Members of the Aboriginal community, faith-based groups, unionists, welfare activists, and others gathered at the State Administration Centre in Adelaide on September 9 to oppose a proposal to expand income management in South Australia.
Labor Premier Jay Weatherill has announced he would “offer the broadest possible support” to all 27 of billionaire Andrew Forrest's recommendations in his Indigenous Employment and Training Review. This would include Forrest's controversial proposal to dramatically expand income management to all working-age Centrelink clients, or 2.5 million people.
The colourful, lively protest was organised by SIMPla — Stop Income Management in Playford — and the Anti-Poverty Network SA.
SIMPla campaigns against the income management program that has operated in Adelaide's northern suburbs since 2012. The Anti-Poverty Network is an alliance of job-seekers, students, sole parents, disability and age pensioners and others fighting the federal Coalition government's brutal attacks on Centrelink clients. Protesters held giant BasicsCards with Forrest and Weatherill's names on them.
Mining magnate Forrest has called for income management to apply to everyone on income support payments, except age pensioners and veterans, and for 100% of payments to be "managed". The current arrangement is 50-70%.
The Australian Council of Social Service says this move would “take our nation back to the 1930s when unemployed people did not get cash benefits and had to work on the roads or beg for charity to survive”.
Prime Minister Tony Abbott has ruled out expanding income management to all working-age Centrelink clients, but has not ruled out further expansions of the policy.
Forrest's wide-ranging 256-page report covers many areas, including welfare reform, housing policy, health programs and childhood development. It extends far beyond the narrow focus that was assigned to him when he was commissioned by the Abbott government to produce the report last year.
Most of his proposals, he makes clear, are meant to apply to the entire country. It is less clear to what extent this is a rhetorical device to defuse accusations of racism, or a reflection of Forrest's ambitious view of himself as a social thinker and reformer.
Weatherill's blanket endorsement of Forrest's entire report puts him at odds with federal Labor, which has refused to fully back Forrest's review and said the income management proposal was "a bridge too far". Not even the Abbott government has completely supported Forrest's recommendations.
There could be broader factors behind Weatherill's decision, like the need to find some common ground with Abbott to help secure funding for state government transport and infrastructure projects, or perhaps a desire to curry favour with Forrest, whose company, Fortescue Metals Group, is not active in South Australia.
Speakers at the protest included Dignity for Disability Party MLC Kelly Vincent, Education Union SA member Michael Williss, and Aboriginal activist and former Centrelink worker Janette Milera.
Milera resigned after the implementation of income management and other punitive, racist policies in the Northern Territory as part of the intervention in 2007.
Vincent criticised Forrest’s proposal to further tighten access to the Disability Support Payment, which already has strict eligibility criteria.
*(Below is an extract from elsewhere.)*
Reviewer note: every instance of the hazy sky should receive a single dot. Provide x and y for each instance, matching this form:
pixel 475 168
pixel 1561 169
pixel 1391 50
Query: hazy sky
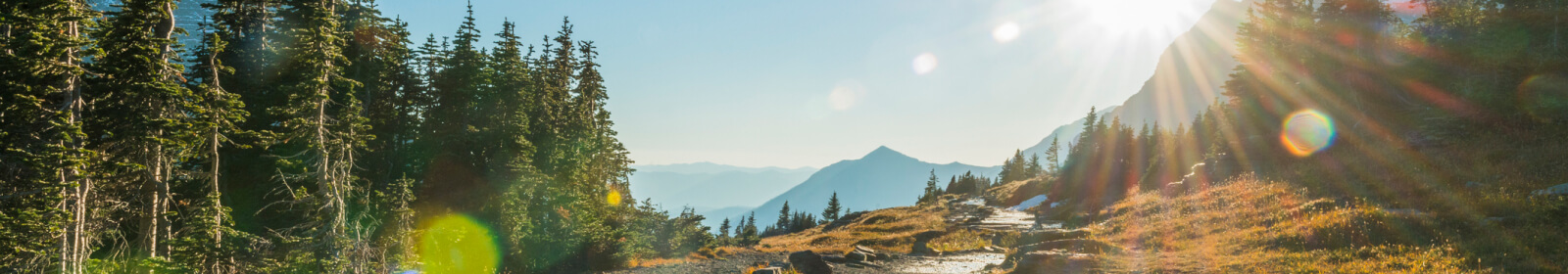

Williss read out a resolution endorsed by the union's executive, criticising Weatherill's hasty and misguided support for Forrest's proposal. One of Forrest's suggestions is to link Family Tax Benefit payments and school attendance, with attendance levels below 90% leading to financial penalties for parents.
This proposal will not only punish already struggling low-income families, but fails to address the many serious underlying issues behind truancy in remote Aboriginal communities, and may damage the critical relationships between schools and parents.
Policies that rely on using fear or threats to change behaviour, like cutting or suspending payments, do not work.
Multiple speakers said Weatherill's decision to consult with Aboriginal communities after State Cabinet decided to back Forrest's reforms is reminiscent of consultations during the NT intervention, when decisions were made, and then affected communities consulted, rather than the other way round.
It is well-known that the best programs, those that improve the wellbeing of vulnerable people, are those designed and implemented by local communities, in partnership with governments.